I'm going to say this was my favorite render from the P4 days...  Can't believe I built that mech almost 20 years ago on an Amiga 4000, and haven't built one since.  Bummer.

(And yes, it's the same mech as the one in my avatar pic which was rendered in trueSpace 4.  I could never figure out how to get it into Poser as anything more than a static prop.  Well, I could do it now probably if it were still up to my standards. :bored:)


momodot ( ) posted Thu, 27 February 2014 at 2:38 PM

Moogal, that's a cool render. Yeah, new tech is nice. I am just fascinated by the old super Poser 4 specific look and miss it sometimes. Wish there was an archive of that weird old stuff. Renderotica used to have some wild Poser 3/4 stuff up but I'm sure those artists are long gone from the gallery now... Definitely no uncanny valley issues with Poser 4... it had such a specific lo-fi 3D look to it though... almost toon-like to my 2014 eyes. Its not that I am against progress... I guess I just wish old and new mediums co-existed more. Silent-film and talkies etc. Not the old stuff only but new stuff in the old forms. I miss some of my old mid-nineties art-making software that won't run on modern machines, I'm glad for my new software but I still do miss my old software.
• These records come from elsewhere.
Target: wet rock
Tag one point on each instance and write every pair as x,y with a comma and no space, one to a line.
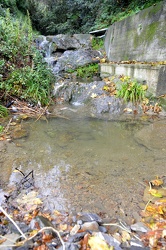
140,227
77,237
88,217
9,238
70,246
75,229
102,229
136,244
41,222
74,59
109,239
90,226
19,133
138,248
27,245
24,228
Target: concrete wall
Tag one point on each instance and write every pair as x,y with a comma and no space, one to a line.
141,37
153,76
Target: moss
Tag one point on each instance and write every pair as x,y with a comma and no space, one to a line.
152,10
151,31
155,9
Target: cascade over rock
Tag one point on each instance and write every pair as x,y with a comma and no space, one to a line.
66,52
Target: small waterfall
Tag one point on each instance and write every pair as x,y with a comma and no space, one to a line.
46,47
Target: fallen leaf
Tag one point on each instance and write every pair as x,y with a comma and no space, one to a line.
125,236
93,95
98,244
155,193
157,182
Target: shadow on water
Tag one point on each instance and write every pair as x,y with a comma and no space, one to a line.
88,164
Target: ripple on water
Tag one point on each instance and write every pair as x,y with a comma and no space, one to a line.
89,164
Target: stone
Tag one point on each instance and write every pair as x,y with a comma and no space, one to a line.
88,217
74,59
139,37
41,221
70,246
76,237
9,238
109,239
140,227
24,228
90,226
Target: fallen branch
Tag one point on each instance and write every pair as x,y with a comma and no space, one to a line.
5,213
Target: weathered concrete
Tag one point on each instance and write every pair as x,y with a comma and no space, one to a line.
153,76
140,37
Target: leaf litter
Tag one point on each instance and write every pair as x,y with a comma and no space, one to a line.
56,228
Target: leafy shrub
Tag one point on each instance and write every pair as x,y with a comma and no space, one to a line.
3,113
130,90
24,74
97,43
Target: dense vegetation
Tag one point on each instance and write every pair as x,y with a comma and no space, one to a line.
23,74
75,16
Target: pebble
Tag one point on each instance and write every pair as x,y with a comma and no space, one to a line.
87,217
140,227
90,226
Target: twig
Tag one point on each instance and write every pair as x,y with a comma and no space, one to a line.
5,238
148,203
5,213
117,225
48,228
7,127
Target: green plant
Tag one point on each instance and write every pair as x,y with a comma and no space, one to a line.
88,71
3,113
97,43
130,90
24,74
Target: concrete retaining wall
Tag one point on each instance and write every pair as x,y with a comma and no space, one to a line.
141,37
153,76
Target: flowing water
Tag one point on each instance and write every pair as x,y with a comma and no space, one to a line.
87,164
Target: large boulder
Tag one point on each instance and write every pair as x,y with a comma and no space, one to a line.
72,59
65,52
91,97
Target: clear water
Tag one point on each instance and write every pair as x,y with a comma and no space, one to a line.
86,164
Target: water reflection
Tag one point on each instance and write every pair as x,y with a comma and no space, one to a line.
89,164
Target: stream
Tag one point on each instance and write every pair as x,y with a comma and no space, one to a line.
85,164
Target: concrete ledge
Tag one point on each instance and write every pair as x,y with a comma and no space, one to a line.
153,76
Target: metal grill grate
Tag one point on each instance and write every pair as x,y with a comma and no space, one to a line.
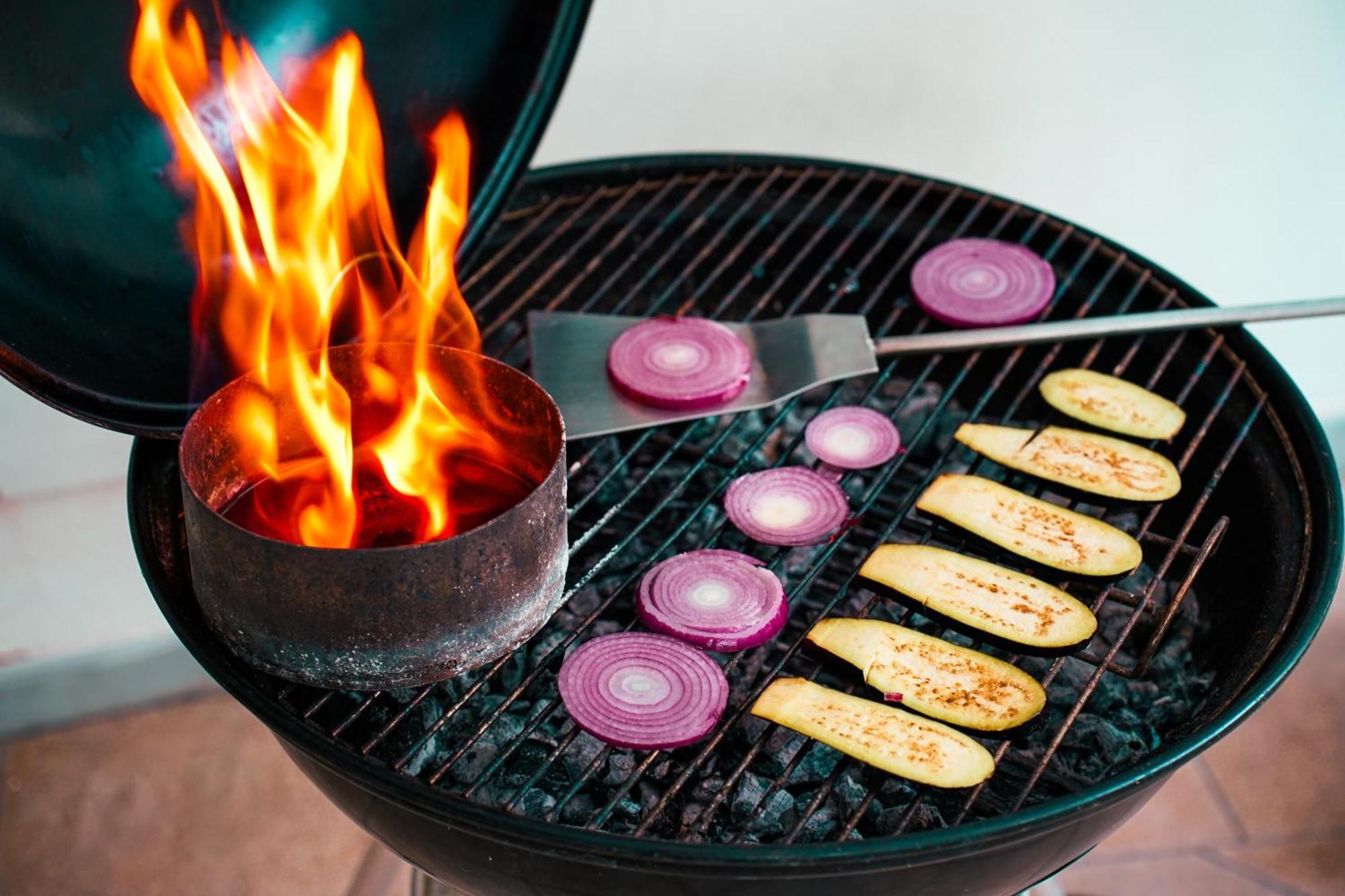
767,241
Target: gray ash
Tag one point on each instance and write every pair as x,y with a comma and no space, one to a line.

moogal ( ) posted Thu, 27 February 2014 at 6:52 PM

Quote - Moogal, that's a cool render. Yeah, new tech is nice. I am just fascinated by the old super Poser 4 specific look and miss it sometimes. Wish there was an archive of that weird old stuff. Renderotica used to have some wild Poser 3/4 stuff up but I'm sure those artists are long gone from the gallery now... Definitely no uncanny valley issues with Poser 4... it had such a specific lo-fi 3D look to it though... almost toon-like to my 2014 eyes.

Thanks!...

If you really like the P4 look, maybe spend more time with the preview renderer... They are very similar in terms of limitations and shading results.  P4 render can do bump maps, preview can get a similar look if bump maps are pre-converted to normal maps... P4 can use more shadow casting lights as well, but preview calculates them much faster.  Otherwise, they seem pretty similar.  My image would have looked even better with bumpmapping, but at that time I did not know how to unwrap the model (which was also a single .obj).